Saturday, June 27, 2009

Pacing

I have a confession: over the past few days, while holding Cleo, or playing with her, it's occurred to me that I might be able to speed up her development in certain areas by prompting her. If I hold her so that her feet just touch the ground, for instance, might she be walking at 11, rather than 12, months? If I were to recite the numbers 1-10, again and again in as we amble about the lawn, might she develop prodigious mathematical talents? Could a baby's neck be strengthened through three sets of six reps?

These are just passing thoughts; for the most part, we're thrilled (to the point of boring our friends, no doubt) with her small, natural signs of progress, and need no designed program. But of course such thoughts do open onto an entire industry, calculated to play on parents' fears and ambitions. Play Spanish tapes to your baby while she's still in the womb! Infant massages may stimulate muscle growth! And of course you'll need the entire line of Baby Einstein products.

How to resist the desire to keep up with the crowd, or to create a superbaby? Here's one way. I mentioned yesterday that I've been listening to the keyboard sonatas of Domenico Scarlatti.

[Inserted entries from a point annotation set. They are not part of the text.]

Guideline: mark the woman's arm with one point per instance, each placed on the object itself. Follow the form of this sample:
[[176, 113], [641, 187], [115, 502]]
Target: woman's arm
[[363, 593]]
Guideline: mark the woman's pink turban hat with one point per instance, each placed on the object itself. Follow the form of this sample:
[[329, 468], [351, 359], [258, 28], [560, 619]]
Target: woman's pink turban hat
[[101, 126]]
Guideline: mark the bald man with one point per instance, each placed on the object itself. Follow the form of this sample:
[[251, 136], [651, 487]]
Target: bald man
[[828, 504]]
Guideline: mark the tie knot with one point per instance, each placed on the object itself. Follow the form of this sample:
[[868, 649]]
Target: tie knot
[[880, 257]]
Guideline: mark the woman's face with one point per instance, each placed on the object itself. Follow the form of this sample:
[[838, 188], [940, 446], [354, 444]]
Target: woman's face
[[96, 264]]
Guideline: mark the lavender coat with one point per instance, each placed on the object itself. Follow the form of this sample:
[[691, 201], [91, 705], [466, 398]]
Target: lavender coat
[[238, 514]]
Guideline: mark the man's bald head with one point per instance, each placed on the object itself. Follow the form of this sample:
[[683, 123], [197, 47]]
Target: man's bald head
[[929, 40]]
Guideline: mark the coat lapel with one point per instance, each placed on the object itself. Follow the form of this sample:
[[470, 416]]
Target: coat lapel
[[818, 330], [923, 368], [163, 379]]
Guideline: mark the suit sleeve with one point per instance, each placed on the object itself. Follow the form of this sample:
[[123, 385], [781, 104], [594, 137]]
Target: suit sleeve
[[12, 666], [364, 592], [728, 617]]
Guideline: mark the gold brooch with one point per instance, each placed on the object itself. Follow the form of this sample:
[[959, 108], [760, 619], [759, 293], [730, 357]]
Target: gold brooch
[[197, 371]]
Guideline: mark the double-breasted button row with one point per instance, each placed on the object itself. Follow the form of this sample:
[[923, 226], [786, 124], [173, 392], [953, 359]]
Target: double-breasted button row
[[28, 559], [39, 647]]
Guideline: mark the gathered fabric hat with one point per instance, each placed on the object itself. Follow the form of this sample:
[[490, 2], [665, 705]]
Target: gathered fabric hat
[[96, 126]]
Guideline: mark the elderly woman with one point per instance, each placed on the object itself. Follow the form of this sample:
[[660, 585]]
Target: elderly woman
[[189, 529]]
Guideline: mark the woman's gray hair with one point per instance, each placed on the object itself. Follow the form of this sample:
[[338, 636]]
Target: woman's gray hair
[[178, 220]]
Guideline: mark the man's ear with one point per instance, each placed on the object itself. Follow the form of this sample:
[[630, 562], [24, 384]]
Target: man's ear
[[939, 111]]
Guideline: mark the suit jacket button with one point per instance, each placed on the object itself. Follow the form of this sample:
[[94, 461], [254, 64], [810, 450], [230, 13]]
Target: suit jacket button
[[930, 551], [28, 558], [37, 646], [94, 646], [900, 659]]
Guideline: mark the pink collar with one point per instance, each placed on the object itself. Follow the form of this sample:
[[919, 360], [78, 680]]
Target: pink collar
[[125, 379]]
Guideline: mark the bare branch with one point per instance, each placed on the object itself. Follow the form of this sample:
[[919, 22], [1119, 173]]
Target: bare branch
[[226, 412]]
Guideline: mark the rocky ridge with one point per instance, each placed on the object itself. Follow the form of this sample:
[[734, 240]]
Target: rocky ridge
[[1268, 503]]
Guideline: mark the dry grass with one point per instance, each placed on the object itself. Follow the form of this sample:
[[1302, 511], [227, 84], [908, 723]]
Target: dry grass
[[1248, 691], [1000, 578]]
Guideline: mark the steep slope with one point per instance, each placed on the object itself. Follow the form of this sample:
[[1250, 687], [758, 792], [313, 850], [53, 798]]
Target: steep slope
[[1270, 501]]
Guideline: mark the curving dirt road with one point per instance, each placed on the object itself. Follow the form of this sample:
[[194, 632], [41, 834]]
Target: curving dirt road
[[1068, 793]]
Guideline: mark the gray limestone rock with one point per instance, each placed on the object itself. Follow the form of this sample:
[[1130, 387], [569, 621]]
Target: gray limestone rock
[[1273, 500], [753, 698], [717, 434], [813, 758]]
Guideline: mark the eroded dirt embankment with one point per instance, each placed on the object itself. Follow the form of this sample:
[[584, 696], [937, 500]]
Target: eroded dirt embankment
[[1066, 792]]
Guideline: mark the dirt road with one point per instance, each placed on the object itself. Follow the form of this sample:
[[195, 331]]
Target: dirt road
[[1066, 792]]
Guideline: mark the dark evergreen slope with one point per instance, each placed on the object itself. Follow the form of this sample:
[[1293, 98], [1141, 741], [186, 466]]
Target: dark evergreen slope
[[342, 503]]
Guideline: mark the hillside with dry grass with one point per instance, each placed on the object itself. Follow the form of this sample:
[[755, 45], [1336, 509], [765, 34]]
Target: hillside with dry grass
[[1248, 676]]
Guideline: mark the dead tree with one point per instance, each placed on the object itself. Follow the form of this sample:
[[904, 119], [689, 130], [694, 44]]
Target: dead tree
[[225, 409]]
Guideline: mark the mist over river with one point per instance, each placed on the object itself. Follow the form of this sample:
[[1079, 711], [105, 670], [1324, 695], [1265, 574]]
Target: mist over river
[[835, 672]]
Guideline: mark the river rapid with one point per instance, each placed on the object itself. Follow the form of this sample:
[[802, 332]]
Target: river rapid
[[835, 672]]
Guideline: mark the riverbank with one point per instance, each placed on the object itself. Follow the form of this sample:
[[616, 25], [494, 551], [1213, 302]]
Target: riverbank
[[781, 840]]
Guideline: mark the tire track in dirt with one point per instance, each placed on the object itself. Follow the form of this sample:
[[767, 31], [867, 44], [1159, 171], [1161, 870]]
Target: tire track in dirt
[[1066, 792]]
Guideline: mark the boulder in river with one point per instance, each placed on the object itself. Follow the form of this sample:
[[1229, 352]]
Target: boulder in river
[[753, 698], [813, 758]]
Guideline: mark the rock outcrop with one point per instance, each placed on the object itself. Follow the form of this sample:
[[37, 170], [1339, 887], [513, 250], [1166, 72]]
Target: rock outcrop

I've got the well-reviewed version by Vladimir Horowitz, and so yesterday I found a few minutes to read a rather famous 1992 discussion of Horowitz by Tim Page, who won the Pulitzer Prize five years after that for his music criticism. In the 1992 piece, Page argues that, while Horowitz was certainly technically proficient, his interpretive skills were not always strong. A master of control and as fast as any pianist, Horowitz can be seen as lacking, in other words, a certain subtlety or sophistication of feeling.

Such claims can feel subjective, to be sure. But Page wasn't alone in his feelings. In fact, he ends the piece by quoting a portion of a letter that Sergei Rachmaninoff wrote to a young Horowitz after hearing him play in the 1920s. “Mr. Horowitz," wrote Rachmaninoff, "you have won the octaves race. Nobody has ever played them like you. But I will not congratulate you because it was not musical.”

And that, friends, is how one resists the urge to speed up Cleo's natural clock. She'll crawl, in time. She'll read, in time. But no need to hasten. Instead, let's only try to make sure that, when she does so, she does so musically.